Guardo dentro de mim o que me
faltou sair. Sou uma junta vedante de sentimentos, uma caixa hermética de onde
não sai o ar comprimido que agitará a nossa relação. Sou um cárter entupido por
falta de jeito, um amor em circuito fechado, sem trocas de calor com o exterior.

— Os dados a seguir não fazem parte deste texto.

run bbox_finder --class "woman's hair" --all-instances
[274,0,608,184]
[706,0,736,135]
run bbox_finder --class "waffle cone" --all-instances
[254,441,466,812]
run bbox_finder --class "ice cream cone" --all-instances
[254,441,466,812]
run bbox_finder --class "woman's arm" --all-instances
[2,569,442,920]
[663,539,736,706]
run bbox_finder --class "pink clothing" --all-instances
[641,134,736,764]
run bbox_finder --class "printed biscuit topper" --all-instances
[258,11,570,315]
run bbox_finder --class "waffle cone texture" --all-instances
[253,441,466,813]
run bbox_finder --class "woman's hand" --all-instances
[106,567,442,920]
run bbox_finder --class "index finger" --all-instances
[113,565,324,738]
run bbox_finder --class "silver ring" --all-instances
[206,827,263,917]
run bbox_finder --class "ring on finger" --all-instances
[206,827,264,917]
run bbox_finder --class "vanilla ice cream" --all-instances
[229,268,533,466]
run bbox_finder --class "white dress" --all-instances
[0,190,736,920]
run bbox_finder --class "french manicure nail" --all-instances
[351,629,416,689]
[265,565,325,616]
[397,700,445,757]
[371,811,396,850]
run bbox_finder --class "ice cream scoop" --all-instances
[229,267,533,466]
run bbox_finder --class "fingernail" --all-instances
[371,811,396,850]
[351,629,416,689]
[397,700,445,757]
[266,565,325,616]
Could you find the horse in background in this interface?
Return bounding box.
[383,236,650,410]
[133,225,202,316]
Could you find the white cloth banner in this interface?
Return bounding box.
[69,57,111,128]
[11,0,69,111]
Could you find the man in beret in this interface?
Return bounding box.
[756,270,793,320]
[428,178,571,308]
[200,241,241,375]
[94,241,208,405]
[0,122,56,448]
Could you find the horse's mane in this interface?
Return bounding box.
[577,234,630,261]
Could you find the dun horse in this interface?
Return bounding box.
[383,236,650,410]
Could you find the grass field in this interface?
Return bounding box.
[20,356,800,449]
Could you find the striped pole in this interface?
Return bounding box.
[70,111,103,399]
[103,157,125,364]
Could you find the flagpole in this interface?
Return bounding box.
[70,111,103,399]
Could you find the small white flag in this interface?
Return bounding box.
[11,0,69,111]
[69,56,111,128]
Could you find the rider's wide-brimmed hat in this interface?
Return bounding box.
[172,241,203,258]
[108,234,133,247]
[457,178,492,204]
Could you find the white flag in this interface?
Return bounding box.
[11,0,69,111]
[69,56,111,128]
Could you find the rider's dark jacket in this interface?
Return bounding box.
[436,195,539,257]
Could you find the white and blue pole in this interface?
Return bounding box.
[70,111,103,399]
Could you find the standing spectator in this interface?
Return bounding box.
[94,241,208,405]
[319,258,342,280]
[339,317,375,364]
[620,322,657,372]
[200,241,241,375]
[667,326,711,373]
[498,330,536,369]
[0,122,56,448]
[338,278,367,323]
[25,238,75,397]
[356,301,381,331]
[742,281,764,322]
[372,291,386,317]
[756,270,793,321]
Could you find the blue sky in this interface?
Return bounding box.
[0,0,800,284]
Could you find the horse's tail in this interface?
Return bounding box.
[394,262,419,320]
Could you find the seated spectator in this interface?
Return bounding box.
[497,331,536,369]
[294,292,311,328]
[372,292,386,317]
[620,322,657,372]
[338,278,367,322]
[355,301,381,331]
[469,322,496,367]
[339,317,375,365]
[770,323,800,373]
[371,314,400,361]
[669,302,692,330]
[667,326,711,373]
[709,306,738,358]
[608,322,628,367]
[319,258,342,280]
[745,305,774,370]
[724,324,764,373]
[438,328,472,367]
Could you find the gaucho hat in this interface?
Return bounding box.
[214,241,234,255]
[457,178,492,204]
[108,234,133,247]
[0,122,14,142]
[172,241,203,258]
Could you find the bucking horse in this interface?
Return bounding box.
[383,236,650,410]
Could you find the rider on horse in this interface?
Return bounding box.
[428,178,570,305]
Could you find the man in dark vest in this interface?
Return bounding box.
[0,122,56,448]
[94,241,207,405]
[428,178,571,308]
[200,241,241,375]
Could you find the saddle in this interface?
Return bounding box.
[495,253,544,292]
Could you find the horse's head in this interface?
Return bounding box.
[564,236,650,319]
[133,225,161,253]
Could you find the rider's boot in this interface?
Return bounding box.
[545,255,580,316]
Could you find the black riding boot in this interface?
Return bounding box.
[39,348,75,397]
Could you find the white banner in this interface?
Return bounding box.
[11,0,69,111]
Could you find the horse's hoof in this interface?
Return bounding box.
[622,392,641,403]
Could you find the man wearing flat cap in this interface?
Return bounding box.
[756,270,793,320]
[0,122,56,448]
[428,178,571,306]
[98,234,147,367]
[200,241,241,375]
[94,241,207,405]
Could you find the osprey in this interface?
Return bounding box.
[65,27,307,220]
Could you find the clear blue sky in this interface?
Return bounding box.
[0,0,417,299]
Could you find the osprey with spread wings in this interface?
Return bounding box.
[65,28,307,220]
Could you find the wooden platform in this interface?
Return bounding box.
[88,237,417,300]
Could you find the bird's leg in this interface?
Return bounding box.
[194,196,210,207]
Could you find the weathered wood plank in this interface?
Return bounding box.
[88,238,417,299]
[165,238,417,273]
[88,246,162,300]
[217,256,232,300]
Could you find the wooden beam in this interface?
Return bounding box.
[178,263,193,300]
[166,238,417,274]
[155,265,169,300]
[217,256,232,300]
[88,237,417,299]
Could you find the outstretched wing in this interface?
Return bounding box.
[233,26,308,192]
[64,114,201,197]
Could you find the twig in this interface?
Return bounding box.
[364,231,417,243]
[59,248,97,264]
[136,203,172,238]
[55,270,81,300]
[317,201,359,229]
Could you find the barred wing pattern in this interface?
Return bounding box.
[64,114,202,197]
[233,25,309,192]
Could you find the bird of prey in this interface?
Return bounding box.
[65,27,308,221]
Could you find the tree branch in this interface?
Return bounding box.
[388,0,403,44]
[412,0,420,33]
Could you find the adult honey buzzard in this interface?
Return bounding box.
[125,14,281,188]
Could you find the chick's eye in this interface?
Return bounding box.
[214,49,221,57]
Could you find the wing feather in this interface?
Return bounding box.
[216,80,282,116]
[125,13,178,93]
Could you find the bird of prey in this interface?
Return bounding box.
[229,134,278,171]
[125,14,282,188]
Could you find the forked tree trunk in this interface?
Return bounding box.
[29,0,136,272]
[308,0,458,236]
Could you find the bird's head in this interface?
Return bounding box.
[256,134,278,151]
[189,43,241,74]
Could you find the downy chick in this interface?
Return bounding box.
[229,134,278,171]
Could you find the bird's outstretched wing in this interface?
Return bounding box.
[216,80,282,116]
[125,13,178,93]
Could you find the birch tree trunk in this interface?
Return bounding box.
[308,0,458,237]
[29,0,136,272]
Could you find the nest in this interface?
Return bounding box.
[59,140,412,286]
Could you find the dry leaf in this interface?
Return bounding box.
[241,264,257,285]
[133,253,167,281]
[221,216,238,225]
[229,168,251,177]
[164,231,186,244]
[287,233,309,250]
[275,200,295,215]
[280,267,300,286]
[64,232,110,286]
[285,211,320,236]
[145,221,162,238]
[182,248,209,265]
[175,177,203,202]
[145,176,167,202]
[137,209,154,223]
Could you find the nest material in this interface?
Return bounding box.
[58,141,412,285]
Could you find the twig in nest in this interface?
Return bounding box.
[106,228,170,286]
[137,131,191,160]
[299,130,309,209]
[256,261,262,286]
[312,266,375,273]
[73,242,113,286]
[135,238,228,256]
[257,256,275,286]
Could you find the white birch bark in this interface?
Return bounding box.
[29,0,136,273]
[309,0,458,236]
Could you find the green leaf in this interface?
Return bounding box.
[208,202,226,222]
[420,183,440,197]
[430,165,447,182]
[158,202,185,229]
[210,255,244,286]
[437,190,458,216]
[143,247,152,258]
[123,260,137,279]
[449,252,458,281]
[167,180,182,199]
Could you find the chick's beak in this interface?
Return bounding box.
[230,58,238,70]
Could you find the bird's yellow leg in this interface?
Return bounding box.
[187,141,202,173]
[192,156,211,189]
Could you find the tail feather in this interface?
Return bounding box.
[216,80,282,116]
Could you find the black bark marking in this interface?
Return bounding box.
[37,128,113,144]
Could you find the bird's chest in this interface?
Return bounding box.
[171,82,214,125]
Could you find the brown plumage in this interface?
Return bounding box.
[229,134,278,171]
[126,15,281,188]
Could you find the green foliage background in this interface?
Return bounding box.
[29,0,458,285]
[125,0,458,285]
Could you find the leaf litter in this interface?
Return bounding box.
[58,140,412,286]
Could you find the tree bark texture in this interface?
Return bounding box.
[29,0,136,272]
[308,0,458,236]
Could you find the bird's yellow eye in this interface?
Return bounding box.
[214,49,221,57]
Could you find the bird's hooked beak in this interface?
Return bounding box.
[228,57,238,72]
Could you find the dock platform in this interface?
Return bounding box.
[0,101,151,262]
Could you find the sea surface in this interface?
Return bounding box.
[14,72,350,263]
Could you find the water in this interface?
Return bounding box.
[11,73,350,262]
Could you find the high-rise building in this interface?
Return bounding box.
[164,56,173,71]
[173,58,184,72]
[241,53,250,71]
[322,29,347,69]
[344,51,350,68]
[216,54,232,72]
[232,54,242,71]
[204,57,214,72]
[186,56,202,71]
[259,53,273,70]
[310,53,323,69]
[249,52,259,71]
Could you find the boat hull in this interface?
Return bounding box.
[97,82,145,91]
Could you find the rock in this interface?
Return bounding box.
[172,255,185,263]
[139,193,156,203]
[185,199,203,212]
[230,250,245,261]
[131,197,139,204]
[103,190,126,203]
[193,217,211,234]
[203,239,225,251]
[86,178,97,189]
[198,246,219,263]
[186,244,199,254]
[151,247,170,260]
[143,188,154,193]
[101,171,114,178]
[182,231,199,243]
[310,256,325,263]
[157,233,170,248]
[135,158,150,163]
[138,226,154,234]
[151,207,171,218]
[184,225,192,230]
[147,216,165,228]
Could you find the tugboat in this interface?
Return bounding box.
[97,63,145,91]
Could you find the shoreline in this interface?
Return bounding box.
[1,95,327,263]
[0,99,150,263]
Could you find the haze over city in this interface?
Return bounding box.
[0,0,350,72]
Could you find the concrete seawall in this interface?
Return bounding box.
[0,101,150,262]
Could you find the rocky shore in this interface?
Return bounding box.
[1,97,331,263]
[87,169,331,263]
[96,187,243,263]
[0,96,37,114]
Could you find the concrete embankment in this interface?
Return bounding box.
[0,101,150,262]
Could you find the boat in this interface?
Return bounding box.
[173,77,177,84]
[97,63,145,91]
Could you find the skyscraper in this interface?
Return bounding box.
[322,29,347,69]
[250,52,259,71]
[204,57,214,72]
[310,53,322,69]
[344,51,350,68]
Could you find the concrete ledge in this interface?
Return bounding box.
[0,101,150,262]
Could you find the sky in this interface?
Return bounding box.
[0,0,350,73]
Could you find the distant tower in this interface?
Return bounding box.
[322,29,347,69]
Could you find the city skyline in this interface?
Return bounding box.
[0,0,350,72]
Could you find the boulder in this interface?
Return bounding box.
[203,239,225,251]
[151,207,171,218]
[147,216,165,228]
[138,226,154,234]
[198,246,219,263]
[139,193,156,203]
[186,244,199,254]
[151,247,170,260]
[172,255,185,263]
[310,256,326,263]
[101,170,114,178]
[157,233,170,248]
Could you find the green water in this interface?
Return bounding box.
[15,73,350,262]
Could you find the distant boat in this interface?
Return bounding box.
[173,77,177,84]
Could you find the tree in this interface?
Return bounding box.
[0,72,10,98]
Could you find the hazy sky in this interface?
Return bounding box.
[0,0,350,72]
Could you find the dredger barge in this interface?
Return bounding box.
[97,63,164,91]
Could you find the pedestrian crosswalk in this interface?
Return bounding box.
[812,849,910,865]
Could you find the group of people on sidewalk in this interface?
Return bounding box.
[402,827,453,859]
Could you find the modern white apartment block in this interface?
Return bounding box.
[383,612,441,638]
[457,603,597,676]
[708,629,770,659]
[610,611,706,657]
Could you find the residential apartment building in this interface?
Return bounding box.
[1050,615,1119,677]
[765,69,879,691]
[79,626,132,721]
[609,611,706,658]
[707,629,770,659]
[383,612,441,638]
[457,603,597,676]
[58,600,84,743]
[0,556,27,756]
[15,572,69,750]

Sou um coração adiabático, dir-se-ia.
Aqui, no remanso da manutenção na
fábrica onde trabalho, tudo me recorda de ti. Nas patolas de um empilhador que
segue lento e forte vislumbro os teus braços que avançam. Nas gambiarras que
iluminam as entranhas dos motores vejo os teus seios tremeluzentes de
esplendor. Passo as mãos pelas colunas que suportam estruturas de aço, certo de
estar a tactear-te as coxas que me apertam sem retorno. Os sensores de presença
que me protegem de máquinas em movimento são os teus olhos azuis, vigilantes
numa reconfortante permanência.
És a fábrica do meu amor, do
meu afecto, da minha ternura. És a minha usina, a minha linha de produção, a minha
ausência de improdutividade.
Os equipamentos trabalham a
cadências certas; os pistões sobem e descem uivando satisfação, gemendo prazer.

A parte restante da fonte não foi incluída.